Ga juga dengan mati-matian mengubah
dirimu jadi seseorang seperti yang dia
pinta. Ga perlu pura-pura jadi orang
lain, dan emang ga bakalan pernah bisa.
Mencintai dia, hari demi hari, berarti
mencintai dirimu sendiri; menerima
kekonyolan, “kekurangan”, serpih-serpih
terdalam di dirimu, yang selama ini
tersembunyi di balik topeng-topeng
kecantikan atau kepribadian.
Ga siapapun, ga juga kamu, yang bisa
tau segalanya tentang dirimu sendiri.
Dan emang itu ga perlu! Yang penting,
dalam setiap momen yang ada, kamu
mengekspresikan, memproyeksikan apa
yang kamu rasakan. Biar semua keluar,
seperti debu yang memutar ke langit,
diangkat angin puting beliung.
Marah, kecewa, menangis, berteriak,
“Udah, kita putus. Capek gue!”, atau
apapun, ga ada yang haram dilakukan.
Itu ga masalah. Yang penting adalah,
bagaimana kamu dan dia bisa kembali
merasakan cinta, mengobati semua luka,
reunite, re-connected, dan setiap itu
terjadi, kalian mestinya telah naik
satu level, seperti main PS, bukannya
malah memulainya dari awal lagi. Itu
sih namanya game over!
Tak perlu bersumpah bahwa kamu ga akan
pernah marah lagi sama dia. Itu cuma
akan menambah koleksi sumpah yang kamu
langgar. Pergulatan hidup bakal sering
berakhir dengan air mata.
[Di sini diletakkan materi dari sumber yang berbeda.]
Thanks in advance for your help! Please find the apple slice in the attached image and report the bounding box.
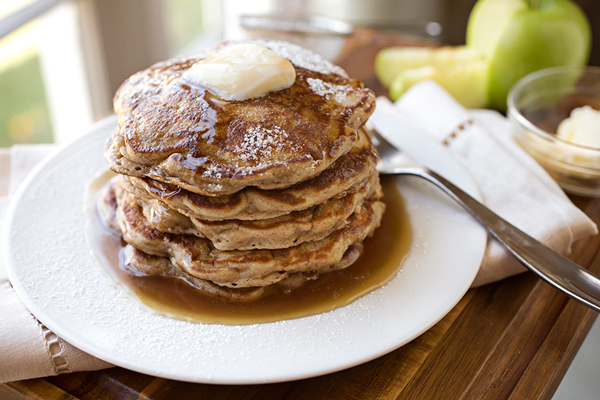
[390,60,488,108]
[375,46,483,88]
[467,0,591,110]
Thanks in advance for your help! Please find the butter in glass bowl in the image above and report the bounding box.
[508,66,600,197]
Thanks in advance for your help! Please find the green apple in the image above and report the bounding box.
[390,59,488,108]
[375,46,483,88]
[467,0,591,110]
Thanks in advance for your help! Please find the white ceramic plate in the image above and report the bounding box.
[4,113,486,384]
Masa depan
yang tak pernah pasti, bakal
menyebabkan stress, membuatmu terjebak
dalam malam-malam panjang tanpa bisa
memejamkan mata.
Tapi usai pertengkaran itu, dinginnya
kesendirianan perlahan akan
mengingatkanmu, betapa dia sungguh
berharga, betapa dia sudah menjadi
bagian terdalam dari dirimu, yang harus
kau terima, seperti kamu menerima
ketidaksempurnaanmu sendiri.
Jadi pilih mana, next level atau game
over….
ps: kata kata ini gw ambil dari temen gw
intinya ini bukan tulisan asli gw!!!